No one could afford asphalt...  
This morning I got a whiff of the small batch plant starting up...  That's the only time it emits any odors...  
My first thought, "someone has really deep pockets"....


----------



## clifish (Jul 26, 2022)

The price of gas is dropping so I would imagine oil=asphalt would be a bit as well. I know they are doing tons of roadwork around me and I mean some big projects.  That kind of work will continue (tax payer) no matter the price.


----------



## JLeonard (Jul 26, 2022)

Paid $3.79 for reg on the way in to work this morning.  Hopefully it'll keep going down.
Jim


----------



## clifish (Jul 26, 2022)

JLeonard said:


> Paid $3.79 for reg on the way in to work this morning.  Hopefully it'll keep going down.
> Jim


We still have not dropped below $4.25


----------



## sawhorseray (Jul 26, 2022)

We don't get much asphalt work done here during summer months, too hot I reckon. I paid $5.35 a gallon to fill the truck with diesel yesterday at Sam's Club, only took $150!


----------



## gmc2003 (Jul 26, 2022)

4.40/gallon for regular gas here at the unmanned station. Plenty of road work and driveways are also be paved. 

Chris


----------



## SmokinAl (Jul 26, 2022)

Geez I paid only $5.05 per gal., but that’s for premium. Was paying over $5.50. Bargain Huh! Used to be $3.00.
Al


----------



## noboundaries (Jul 26, 2022)

We're still paying $5.28 to more than $6/gal depending on the station and location.

The only good thing about those high prices is my retired butt is driving less and less. Instead of grocery shopping every week, I'm pushing that out to two weeks. If requires a bit of creativity as the cabinets and the freezer empty, but that's good.
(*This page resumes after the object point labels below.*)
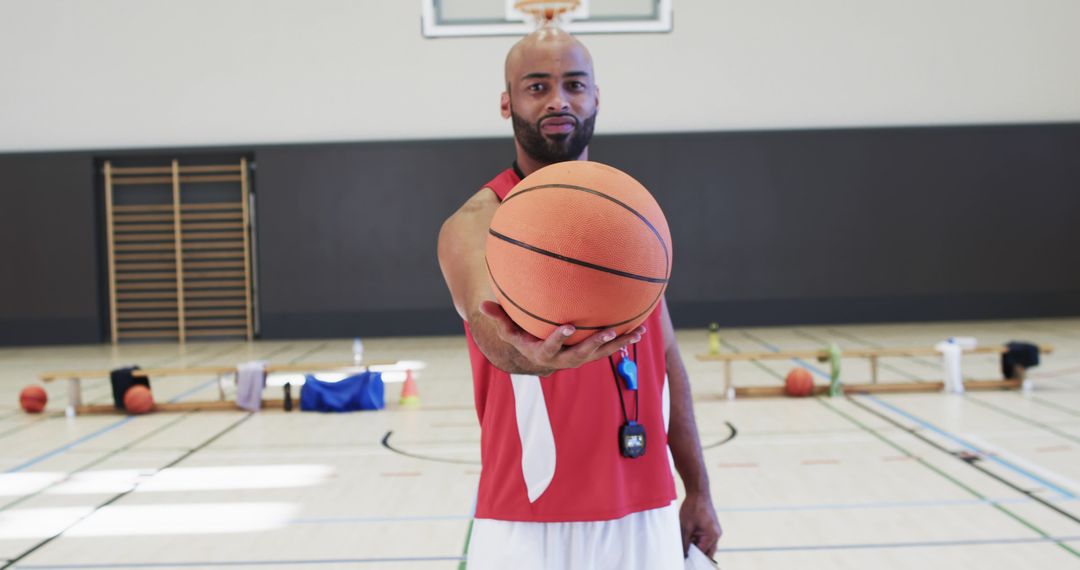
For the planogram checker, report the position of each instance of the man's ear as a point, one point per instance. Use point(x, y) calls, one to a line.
point(504, 105)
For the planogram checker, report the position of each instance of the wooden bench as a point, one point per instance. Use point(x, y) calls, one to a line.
point(75, 383)
point(872, 354)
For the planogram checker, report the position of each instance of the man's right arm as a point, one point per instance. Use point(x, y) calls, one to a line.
point(461, 244)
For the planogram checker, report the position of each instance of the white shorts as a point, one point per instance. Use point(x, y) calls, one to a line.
point(647, 540)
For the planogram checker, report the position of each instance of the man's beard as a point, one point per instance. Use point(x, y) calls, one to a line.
point(556, 148)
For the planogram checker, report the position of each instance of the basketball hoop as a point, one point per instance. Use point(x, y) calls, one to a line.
point(544, 13)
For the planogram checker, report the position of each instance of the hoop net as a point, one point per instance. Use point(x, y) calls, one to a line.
point(553, 13)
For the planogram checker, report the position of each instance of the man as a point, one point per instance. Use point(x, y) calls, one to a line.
point(556, 490)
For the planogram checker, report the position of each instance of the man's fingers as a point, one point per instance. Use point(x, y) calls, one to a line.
point(553, 343)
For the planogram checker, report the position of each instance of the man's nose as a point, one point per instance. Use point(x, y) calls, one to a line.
point(558, 102)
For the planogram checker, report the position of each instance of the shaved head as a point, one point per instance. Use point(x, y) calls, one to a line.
point(545, 41)
point(551, 97)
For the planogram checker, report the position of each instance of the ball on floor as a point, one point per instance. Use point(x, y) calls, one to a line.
point(32, 398)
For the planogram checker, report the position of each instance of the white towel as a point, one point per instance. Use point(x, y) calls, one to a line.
point(251, 380)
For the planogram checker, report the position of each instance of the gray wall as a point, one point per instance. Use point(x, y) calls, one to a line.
point(780, 227)
point(49, 254)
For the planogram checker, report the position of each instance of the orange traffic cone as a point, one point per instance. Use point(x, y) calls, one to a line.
point(410, 396)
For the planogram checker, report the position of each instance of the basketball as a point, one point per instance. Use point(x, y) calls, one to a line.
point(798, 383)
point(138, 399)
point(32, 398)
point(579, 243)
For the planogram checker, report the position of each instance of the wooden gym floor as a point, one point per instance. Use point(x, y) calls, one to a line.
point(986, 480)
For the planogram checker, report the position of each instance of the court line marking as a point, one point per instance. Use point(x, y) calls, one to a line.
point(936, 470)
point(971, 447)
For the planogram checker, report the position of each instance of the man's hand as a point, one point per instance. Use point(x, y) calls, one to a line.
point(549, 354)
point(698, 519)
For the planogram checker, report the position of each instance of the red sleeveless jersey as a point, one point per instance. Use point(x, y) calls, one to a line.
point(550, 445)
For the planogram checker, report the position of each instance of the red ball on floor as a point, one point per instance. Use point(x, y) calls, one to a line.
point(32, 398)
point(798, 383)
point(138, 399)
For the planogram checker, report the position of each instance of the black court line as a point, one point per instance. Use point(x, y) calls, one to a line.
point(97, 461)
point(732, 433)
point(1056, 406)
point(64, 448)
point(90, 399)
point(973, 461)
point(212, 564)
point(946, 476)
point(120, 496)
point(974, 399)
point(890, 545)
point(386, 444)
point(720, 552)
point(1048, 329)
point(823, 401)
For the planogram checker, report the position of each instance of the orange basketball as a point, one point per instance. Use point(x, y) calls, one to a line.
point(138, 399)
point(798, 383)
point(32, 398)
point(579, 243)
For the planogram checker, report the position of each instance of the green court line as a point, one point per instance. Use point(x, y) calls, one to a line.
point(973, 492)
point(464, 552)
point(97, 461)
point(948, 477)
point(1025, 419)
point(980, 402)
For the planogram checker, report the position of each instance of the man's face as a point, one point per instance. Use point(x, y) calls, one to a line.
point(552, 99)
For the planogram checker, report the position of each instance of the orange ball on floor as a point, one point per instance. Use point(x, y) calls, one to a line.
point(798, 383)
point(138, 399)
point(32, 398)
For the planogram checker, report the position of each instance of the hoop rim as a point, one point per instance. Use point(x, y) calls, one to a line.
point(547, 11)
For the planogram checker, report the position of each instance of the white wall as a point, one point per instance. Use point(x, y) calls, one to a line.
point(107, 73)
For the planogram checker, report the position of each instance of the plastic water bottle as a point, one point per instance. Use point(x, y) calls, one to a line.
point(358, 351)
point(714, 338)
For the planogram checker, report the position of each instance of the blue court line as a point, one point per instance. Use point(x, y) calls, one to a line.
point(251, 562)
point(103, 431)
point(193, 390)
point(66, 447)
point(813, 368)
point(332, 520)
point(1062, 491)
point(918, 544)
point(768, 509)
point(719, 553)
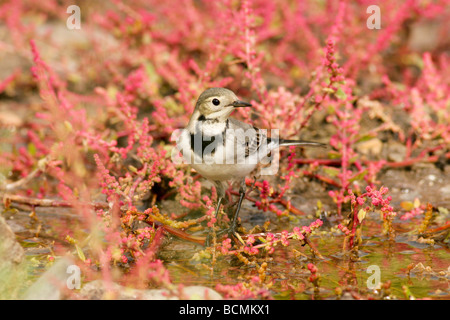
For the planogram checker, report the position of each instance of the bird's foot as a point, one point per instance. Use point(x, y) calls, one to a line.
point(231, 232)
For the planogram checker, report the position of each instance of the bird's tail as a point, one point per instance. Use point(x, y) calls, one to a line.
point(300, 143)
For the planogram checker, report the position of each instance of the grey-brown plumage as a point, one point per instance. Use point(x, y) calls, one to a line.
point(223, 149)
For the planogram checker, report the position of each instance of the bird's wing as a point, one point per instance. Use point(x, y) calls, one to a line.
point(247, 137)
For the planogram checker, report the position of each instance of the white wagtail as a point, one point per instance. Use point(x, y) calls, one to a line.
point(224, 149)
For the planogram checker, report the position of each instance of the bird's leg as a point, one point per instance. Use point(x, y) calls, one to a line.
point(242, 190)
point(211, 230)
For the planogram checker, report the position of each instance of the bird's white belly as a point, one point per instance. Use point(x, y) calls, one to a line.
point(224, 172)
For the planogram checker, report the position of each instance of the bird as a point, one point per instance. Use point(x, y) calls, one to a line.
point(223, 149)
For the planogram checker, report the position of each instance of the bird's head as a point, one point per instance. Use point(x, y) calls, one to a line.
point(217, 104)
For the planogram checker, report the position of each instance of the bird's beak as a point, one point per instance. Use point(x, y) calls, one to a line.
point(240, 104)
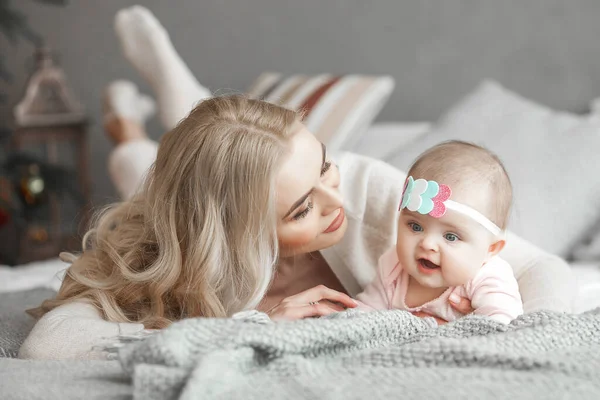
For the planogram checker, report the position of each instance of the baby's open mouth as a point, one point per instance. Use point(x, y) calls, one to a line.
point(427, 264)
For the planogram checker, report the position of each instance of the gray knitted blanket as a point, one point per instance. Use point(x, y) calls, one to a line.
point(355, 355)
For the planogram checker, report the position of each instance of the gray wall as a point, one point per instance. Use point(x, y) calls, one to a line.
point(436, 50)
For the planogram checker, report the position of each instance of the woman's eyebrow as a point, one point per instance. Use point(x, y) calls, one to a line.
point(305, 196)
point(298, 203)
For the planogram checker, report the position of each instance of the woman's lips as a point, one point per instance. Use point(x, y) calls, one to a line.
point(337, 222)
point(427, 267)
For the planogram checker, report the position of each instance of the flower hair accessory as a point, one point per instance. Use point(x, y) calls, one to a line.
point(431, 198)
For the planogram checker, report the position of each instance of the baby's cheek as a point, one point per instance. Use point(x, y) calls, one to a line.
point(461, 273)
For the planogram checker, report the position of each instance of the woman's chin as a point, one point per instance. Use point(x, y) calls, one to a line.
point(321, 242)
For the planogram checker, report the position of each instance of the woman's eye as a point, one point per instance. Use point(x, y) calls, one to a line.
point(415, 227)
point(325, 168)
point(451, 237)
point(304, 212)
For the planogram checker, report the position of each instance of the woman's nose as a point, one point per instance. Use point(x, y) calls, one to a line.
point(330, 198)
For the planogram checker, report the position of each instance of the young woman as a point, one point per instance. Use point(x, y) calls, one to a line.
point(243, 209)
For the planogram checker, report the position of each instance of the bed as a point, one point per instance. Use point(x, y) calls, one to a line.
point(561, 145)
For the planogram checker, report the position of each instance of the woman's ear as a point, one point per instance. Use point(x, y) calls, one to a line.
point(496, 248)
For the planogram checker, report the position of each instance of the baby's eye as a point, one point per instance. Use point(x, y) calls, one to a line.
point(451, 237)
point(325, 168)
point(415, 227)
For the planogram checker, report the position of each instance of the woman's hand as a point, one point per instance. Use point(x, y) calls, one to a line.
point(460, 304)
point(316, 302)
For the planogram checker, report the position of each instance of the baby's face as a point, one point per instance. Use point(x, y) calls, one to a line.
point(442, 252)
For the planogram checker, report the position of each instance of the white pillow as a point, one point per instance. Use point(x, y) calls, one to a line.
point(385, 138)
point(551, 157)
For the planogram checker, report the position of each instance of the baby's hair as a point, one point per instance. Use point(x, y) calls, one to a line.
point(460, 165)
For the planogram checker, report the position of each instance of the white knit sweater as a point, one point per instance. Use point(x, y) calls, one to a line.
point(371, 190)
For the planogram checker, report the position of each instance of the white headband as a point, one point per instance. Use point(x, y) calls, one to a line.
point(429, 197)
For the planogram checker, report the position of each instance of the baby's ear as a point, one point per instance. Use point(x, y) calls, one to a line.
point(496, 248)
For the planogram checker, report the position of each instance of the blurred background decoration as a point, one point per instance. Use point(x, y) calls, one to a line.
point(14, 26)
point(44, 185)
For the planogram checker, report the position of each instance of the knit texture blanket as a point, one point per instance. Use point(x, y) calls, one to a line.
point(357, 355)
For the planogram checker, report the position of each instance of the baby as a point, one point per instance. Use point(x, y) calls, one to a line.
point(453, 213)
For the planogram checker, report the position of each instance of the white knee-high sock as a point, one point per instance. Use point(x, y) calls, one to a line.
point(146, 44)
point(123, 99)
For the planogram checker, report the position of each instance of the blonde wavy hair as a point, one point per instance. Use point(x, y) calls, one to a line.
point(200, 237)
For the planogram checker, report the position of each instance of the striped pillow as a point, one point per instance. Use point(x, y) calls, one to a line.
point(338, 109)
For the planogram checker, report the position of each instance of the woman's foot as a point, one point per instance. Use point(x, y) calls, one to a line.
point(123, 99)
point(126, 111)
point(146, 44)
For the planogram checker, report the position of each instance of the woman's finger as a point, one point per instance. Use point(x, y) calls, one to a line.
point(460, 304)
point(322, 292)
point(306, 311)
point(421, 314)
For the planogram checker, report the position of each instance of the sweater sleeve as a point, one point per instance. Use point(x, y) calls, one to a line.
point(372, 191)
point(71, 331)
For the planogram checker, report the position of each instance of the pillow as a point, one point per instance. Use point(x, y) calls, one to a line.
point(15, 324)
point(382, 139)
point(551, 157)
point(338, 109)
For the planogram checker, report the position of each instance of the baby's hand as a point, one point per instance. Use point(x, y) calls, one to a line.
point(460, 304)
point(422, 314)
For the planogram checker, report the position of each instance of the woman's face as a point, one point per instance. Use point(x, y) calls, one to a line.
point(309, 203)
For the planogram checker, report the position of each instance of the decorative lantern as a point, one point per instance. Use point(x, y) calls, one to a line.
point(48, 164)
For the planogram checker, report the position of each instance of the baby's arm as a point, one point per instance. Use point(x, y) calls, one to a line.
point(375, 296)
point(495, 292)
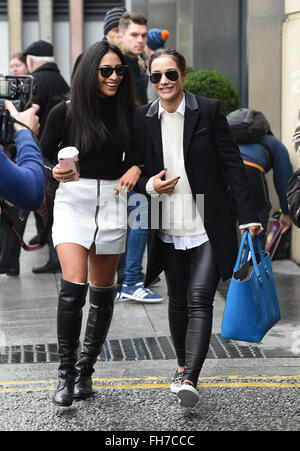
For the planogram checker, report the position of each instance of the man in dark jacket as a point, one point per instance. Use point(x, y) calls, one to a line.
point(133, 36)
point(51, 86)
point(51, 89)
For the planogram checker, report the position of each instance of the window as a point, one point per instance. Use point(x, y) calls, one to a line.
point(94, 9)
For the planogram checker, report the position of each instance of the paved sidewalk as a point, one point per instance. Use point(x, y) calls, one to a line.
point(244, 387)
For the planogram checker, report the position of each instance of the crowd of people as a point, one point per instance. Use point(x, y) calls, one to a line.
point(140, 135)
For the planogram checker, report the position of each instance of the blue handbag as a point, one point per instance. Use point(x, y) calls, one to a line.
point(252, 306)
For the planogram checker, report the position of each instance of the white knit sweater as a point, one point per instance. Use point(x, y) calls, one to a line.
point(180, 216)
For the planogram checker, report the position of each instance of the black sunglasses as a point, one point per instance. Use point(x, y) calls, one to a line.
point(171, 74)
point(107, 71)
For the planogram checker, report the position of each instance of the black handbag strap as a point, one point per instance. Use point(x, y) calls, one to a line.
point(14, 231)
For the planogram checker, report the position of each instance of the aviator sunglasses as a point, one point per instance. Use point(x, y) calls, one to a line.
point(107, 71)
point(171, 74)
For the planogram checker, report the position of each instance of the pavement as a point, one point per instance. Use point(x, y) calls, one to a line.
point(243, 386)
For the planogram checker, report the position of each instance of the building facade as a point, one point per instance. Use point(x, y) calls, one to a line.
point(252, 42)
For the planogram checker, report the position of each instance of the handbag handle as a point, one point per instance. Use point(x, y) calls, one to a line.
point(242, 245)
point(261, 254)
point(246, 238)
point(256, 269)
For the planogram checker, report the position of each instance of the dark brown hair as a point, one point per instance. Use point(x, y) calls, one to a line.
point(86, 110)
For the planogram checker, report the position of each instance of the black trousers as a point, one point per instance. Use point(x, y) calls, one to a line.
point(192, 279)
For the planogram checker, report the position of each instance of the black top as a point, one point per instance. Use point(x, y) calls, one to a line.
point(103, 160)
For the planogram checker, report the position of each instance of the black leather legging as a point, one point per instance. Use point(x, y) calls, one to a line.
point(192, 278)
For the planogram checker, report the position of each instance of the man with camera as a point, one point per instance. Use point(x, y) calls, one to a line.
point(23, 183)
point(51, 89)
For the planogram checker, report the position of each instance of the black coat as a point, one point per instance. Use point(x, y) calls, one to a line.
point(51, 89)
point(214, 168)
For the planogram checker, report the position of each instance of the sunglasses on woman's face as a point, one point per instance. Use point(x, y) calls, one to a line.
point(107, 70)
point(171, 74)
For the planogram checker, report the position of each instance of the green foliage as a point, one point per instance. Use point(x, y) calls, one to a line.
point(213, 85)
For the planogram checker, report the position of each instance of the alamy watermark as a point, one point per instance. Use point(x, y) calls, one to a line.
point(174, 211)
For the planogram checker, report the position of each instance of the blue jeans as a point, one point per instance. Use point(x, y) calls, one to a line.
point(136, 241)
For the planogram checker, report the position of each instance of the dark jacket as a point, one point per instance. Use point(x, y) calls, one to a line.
point(214, 168)
point(51, 89)
point(23, 183)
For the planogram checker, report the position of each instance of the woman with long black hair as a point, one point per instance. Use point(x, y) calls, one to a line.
point(90, 220)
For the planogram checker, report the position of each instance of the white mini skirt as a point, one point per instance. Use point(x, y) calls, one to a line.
point(89, 211)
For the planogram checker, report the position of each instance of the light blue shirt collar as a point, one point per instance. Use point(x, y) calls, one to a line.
point(180, 109)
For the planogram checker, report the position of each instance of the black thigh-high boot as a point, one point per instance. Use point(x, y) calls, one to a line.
point(98, 323)
point(69, 317)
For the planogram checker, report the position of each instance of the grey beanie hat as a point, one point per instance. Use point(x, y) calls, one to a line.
point(112, 18)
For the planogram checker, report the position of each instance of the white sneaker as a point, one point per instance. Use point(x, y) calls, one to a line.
point(177, 382)
point(188, 395)
point(138, 292)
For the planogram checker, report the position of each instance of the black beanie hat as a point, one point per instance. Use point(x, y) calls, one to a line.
point(112, 18)
point(39, 48)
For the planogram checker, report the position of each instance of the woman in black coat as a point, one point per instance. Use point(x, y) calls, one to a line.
point(195, 178)
point(90, 223)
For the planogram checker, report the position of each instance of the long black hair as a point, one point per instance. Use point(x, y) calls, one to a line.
point(87, 107)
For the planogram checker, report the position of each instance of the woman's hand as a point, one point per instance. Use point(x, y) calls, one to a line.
point(164, 186)
point(285, 223)
point(254, 230)
point(62, 175)
point(129, 179)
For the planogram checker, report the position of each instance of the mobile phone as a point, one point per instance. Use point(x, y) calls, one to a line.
point(69, 163)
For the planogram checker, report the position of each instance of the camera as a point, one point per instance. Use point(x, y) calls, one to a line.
point(20, 91)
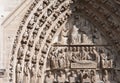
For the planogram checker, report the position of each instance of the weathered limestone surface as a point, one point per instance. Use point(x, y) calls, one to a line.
point(63, 41)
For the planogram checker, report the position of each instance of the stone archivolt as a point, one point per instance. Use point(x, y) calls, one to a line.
point(67, 41)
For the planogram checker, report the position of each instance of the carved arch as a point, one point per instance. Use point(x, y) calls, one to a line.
point(45, 19)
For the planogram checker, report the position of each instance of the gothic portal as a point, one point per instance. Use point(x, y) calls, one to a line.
point(67, 41)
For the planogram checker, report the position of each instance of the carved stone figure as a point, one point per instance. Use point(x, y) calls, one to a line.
point(18, 72)
point(33, 74)
point(61, 77)
point(49, 78)
point(104, 59)
point(93, 76)
point(39, 74)
point(26, 73)
point(20, 53)
point(105, 76)
point(72, 77)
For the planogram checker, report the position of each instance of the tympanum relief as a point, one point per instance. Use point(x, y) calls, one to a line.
point(80, 55)
point(59, 46)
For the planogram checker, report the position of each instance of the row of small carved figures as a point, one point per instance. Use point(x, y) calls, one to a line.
point(34, 56)
point(73, 76)
point(41, 21)
point(52, 32)
point(110, 32)
point(42, 58)
point(47, 44)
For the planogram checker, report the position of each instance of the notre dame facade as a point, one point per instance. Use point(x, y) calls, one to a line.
point(62, 41)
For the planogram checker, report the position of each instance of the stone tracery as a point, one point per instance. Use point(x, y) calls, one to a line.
point(40, 31)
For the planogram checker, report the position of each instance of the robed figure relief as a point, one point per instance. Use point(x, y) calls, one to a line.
point(18, 72)
point(26, 73)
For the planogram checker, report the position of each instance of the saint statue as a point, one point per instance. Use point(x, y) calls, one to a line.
point(18, 72)
point(26, 73)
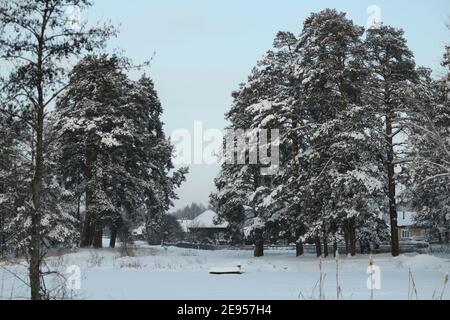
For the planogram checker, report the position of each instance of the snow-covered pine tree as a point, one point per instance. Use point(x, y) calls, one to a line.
point(429, 170)
point(391, 66)
point(14, 170)
point(111, 127)
point(36, 40)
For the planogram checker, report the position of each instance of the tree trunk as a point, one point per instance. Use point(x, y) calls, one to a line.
point(112, 241)
point(98, 236)
point(299, 249)
point(259, 248)
point(86, 236)
point(325, 246)
point(36, 215)
point(346, 238)
point(318, 247)
point(395, 247)
point(352, 237)
point(335, 247)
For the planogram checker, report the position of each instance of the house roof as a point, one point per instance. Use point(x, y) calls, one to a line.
point(405, 218)
point(185, 224)
point(206, 220)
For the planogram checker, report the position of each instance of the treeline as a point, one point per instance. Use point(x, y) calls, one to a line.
point(107, 165)
point(82, 149)
point(358, 121)
point(190, 212)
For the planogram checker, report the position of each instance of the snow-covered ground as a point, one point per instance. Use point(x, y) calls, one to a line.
point(174, 273)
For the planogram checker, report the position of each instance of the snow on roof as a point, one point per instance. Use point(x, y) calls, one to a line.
point(185, 224)
point(405, 218)
point(206, 220)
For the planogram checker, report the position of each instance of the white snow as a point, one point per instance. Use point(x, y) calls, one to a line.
point(174, 273)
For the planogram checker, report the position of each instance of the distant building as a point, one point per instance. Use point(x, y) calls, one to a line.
point(204, 228)
point(185, 225)
point(407, 229)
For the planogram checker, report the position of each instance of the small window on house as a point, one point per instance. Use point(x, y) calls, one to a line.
point(406, 233)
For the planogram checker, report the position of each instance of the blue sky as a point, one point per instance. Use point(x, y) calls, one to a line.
point(205, 48)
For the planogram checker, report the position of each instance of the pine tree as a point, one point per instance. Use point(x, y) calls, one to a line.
point(429, 171)
point(392, 66)
point(342, 187)
point(36, 38)
point(111, 127)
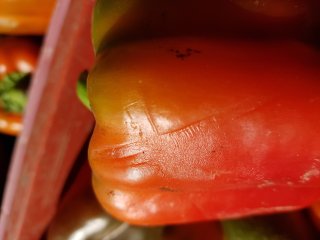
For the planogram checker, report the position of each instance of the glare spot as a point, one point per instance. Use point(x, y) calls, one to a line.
point(3, 124)
point(7, 22)
point(24, 66)
point(90, 227)
point(135, 174)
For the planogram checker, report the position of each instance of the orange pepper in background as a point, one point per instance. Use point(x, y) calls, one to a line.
point(199, 118)
point(28, 17)
point(17, 55)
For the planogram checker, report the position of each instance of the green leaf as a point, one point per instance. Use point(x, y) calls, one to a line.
point(82, 90)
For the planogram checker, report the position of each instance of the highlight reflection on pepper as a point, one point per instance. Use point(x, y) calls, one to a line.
point(209, 112)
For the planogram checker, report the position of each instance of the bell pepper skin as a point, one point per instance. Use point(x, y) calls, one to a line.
point(27, 17)
point(17, 55)
point(191, 129)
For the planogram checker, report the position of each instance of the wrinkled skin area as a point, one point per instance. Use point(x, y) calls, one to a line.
point(190, 129)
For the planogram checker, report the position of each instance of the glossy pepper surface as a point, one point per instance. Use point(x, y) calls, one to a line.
point(25, 16)
point(203, 127)
point(17, 57)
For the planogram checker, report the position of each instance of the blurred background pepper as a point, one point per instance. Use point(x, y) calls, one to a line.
point(29, 17)
point(18, 58)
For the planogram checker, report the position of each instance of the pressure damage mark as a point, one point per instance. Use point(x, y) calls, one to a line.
point(313, 172)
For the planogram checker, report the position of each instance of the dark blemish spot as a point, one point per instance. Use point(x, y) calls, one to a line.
point(183, 54)
point(167, 189)
point(111, 193)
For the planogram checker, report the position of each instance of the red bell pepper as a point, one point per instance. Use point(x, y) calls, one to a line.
point(194, 125)
point(18, 57)
point(80, 215)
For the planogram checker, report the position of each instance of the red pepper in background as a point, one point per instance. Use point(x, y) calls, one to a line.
point(18, 57)
point(196, 120)
point(25, 16)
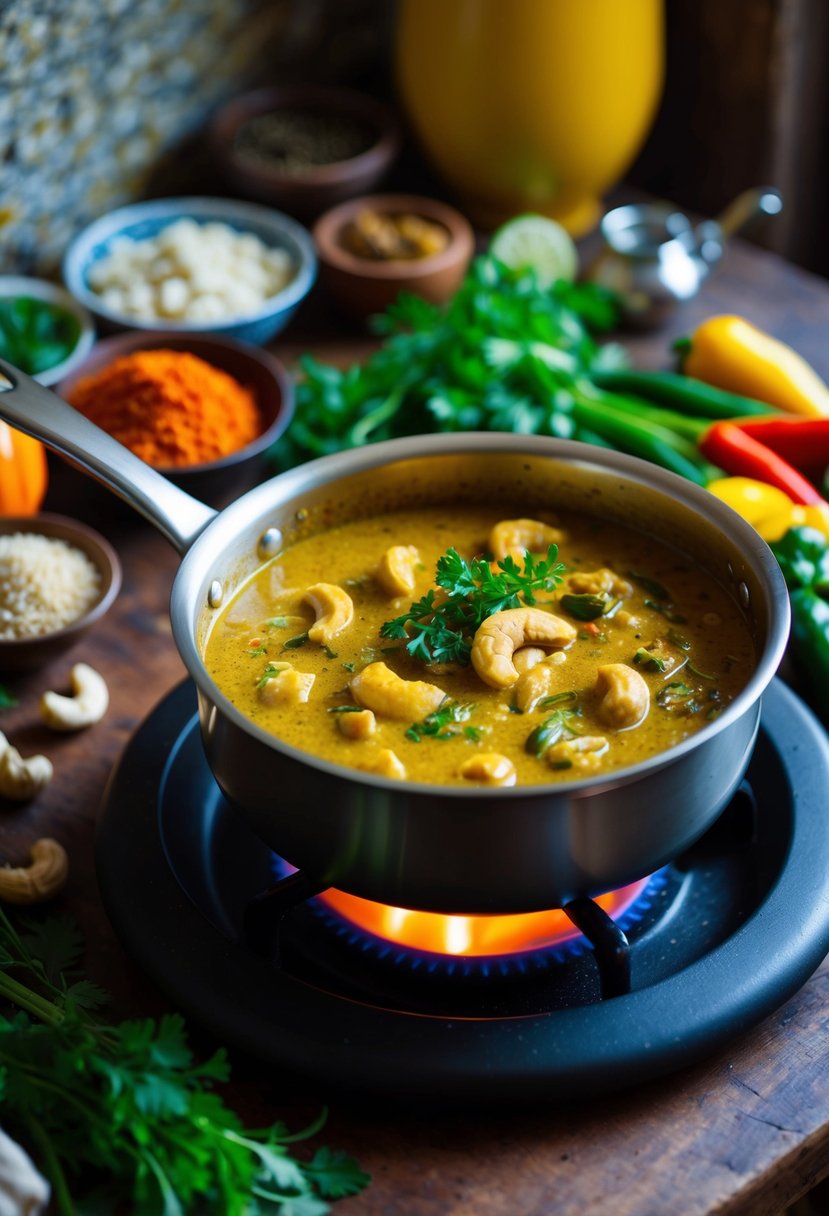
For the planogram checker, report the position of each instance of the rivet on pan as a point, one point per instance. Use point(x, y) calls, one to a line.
point(269, 542)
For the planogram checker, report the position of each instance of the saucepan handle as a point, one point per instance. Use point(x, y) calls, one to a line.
point(35, 410)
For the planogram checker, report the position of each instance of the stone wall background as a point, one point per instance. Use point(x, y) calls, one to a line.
point(96, 96)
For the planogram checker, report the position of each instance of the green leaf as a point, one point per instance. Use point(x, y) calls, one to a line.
point(56, 941)
point(440, 724)
point(439, 629)
point(86, 996)
point(336, 1175)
Jewel factoid the day: Lactose free milk has an expiration date of 2-3 months away! I bought the jug below yesterday, July 25th. Tastes great, too.


----------



## Hijack73 (Jul 26, 2022)

Our Sam's has been really aggressive about being the lowest in town.  3.46 for 87 Saturday, the next lowest was 3.56 and most were still around 3.69, including the WM (usually second cheapest) that's 3ish miles from Sams.


----------



## BigW. (Jul 26, 2022)

Gas pumps used to automatically shut off at $100.  Now that barely fills the wife's Honda.  Pumps around here are set at $150 now.


----------



## daveomak (Jul 26, 2022)




----------



## sawhorseray (Jul 26, 2022)

Diesel used to cost less than regular gas due to costing much less to refine. The fuel savings in a couple of years would cover the cost of the more powerful engine and tranny. What the hell ever happened to the good old days!


----------



## civilsmoker (Jul 26, 2022)

I paid 5.49 (after a 10cent discount) last time I filled diesel......Ouch! two years ago it was 2.25....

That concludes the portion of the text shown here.